Senator Dianne Feinstein just sent President Barack Obama whole slew of recommendations for reining in the CIA and putting a stop to torture - a letter that is basically the sequel to the Senate's torture report released last month. Torture is already illegal in the US, but Feinstein wants to "close all torture loopholes."
The proposal should be a no-brainer, but the public response to the torture report has largely been indifference. A December 19 Washington Post poll showed that Americans - by a margin of two to one - feel that there are some cases in which torture is justified.
The Senate's report failed to shape public sentiment because it was morally weak and poorly built. In the year or so after 9/11, when Americans had been sensitized to security issues with a seldom-seen level of seriousness, there were some intriguing discussions about ethics and how far the US could or should go to protect itself. This remarkable 2002 article in The Atlantic basically frames the debate about torture: the ticking time bomb scenario.
The scenario goes something a bit like this: What if you knew that several stolen nuclear warheads were going to be detonated in various US cities three hours from now? There's no way to evacuate every major US city in three hours, so unless you find and disarm the bombs millions will die and millions more will be maimed. Fortunately, you've captured a terrorist who has the information. Unfortunately, he's not too keen on sharing what he knows.
Do you torture the guy to get the information, or do you just throw your hands up in the air and let millions of innocents be slaughtered just so you don't have to get your hands dirty wringing the information out of your prisoner?
There are different approaches to take in answering this kind of question. One school of thought is rules based - there's just some stuff you don't do because it's flat-out wrong. Another approach is all results-oriented - this action may or may not be wrong, but what's the end result? Sadly, there is no universally applicable way of deciding whether the means or ends are the more important factor.

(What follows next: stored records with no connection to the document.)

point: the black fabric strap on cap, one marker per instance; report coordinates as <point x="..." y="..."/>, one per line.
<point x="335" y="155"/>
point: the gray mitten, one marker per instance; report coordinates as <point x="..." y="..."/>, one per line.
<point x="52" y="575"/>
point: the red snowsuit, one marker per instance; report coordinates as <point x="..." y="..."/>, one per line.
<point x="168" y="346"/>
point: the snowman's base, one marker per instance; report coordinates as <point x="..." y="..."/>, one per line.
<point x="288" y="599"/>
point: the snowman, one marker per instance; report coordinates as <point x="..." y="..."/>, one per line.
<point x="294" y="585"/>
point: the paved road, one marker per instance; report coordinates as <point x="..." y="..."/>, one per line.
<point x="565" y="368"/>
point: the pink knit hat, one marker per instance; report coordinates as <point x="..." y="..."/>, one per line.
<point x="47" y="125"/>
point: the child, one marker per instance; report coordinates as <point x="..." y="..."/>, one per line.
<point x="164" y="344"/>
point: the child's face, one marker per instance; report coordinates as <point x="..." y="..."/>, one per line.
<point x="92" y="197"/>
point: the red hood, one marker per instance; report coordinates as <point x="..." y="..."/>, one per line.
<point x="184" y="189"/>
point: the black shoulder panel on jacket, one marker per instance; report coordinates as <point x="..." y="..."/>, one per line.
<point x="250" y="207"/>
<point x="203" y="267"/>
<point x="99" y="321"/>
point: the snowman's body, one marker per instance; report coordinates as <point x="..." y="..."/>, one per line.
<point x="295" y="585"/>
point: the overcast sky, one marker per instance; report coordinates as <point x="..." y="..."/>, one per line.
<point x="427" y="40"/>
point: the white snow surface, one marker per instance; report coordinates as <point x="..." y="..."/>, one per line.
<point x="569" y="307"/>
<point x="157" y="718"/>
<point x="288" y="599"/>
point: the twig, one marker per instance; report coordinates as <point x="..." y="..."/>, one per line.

And this is where the folks behind the Senate report screwed up. From a logical point of view, they took the result of one ethical approach - ends cannot be used to justify the means - and then turned it upside down and backwards and tried to peddle that too, essentially arguing that these means will never produce those ends. It's as if they were trying to get ahead of the people who might argue that the ends may justify the means in certain occasions.
I'm not sure if it's a lack of moral courage - not having the fortitude to say "torture is wrong, regardless of any hypothetical" - or being unable to accommodate room for exceptions in their moral framework - "torture is wrong, but if it really is a bunch of nukes and only three hours, let's talk" - but in trying to pretend they could take on both ends and means-based arguments in one fell swoop, the authors of the torture report set themselves up for failure.
It's not just that the report tried to argue that torture was wrong. It also argued that torture didn't work, and that torture was wrong because it didn't work. There's an appeal to defeating the consequentialist argument, but it's unnecessary and a mess.
It would have been better to make the simple point that torture is viscerally repugnant and stop there. Except for actual sadists, nobody - including those who feel the ends justify the means - thinks that torture is something to do for just shits and giggles. Who the hell has ever pushed a pro-torture policy proposal based on the claim that Abu Ghraib prisoner abuse was a good idea? Many people probably agree with the idea that torture is a bad, undesirable, nasty business. From a public debate point of view, that would have been the ideal time to stop and declare victory.
It may or may not be possible to prove that torture never produces any actionable intelligence. But even trying to prove that point invites the entire debate about whether or not the ends can justify the means. And the question about whether or not the ends can justify the means is something that a rule-based argument against torture will always have a hard time winning, because it's just an invitation for the peanut gallery to just make up crazier and crazier impossible scenarios which make the rules-based argument sound more and more horrible and heartless.
Here's the way to tackle the argument that the ends justify the means: "Sure, there might be some hypothetical ticking time bomb scenario where you're just going to say 'screw it' and reach for the thumbscrews, but let's not get ahead of ourselves here, folks." Don't argue that torture is bad because it doesn't work - because that essentially invites people to ask whether or not torture is okay if or when it does work.
I suspect the US public moved on to other debates over the last decade or so, but insofar as it is considered or discussed, taking a clear, black-and-white moral argument - torture is super bad - and then broadening it all kinds of directions to cover this, that, or the other gray area - torture is ineffective -doesn't make the core argument any bigger or comprehensive or important. It just makes it easier to disagree with.
The torture report should have been an absolute slam-dunk. The report's conclusions should have polled as highly as moms and apple pie. "Don't torture folks" should be an automatic corollary to "Truth, Justice, and the American Way," and the "Land of the Free and Home of the Brave."
But even if these flaws fatally damaged the effort to sway public opinion, that's an entirely different issue from whether they'll hurt Feinstein's latest push for reform.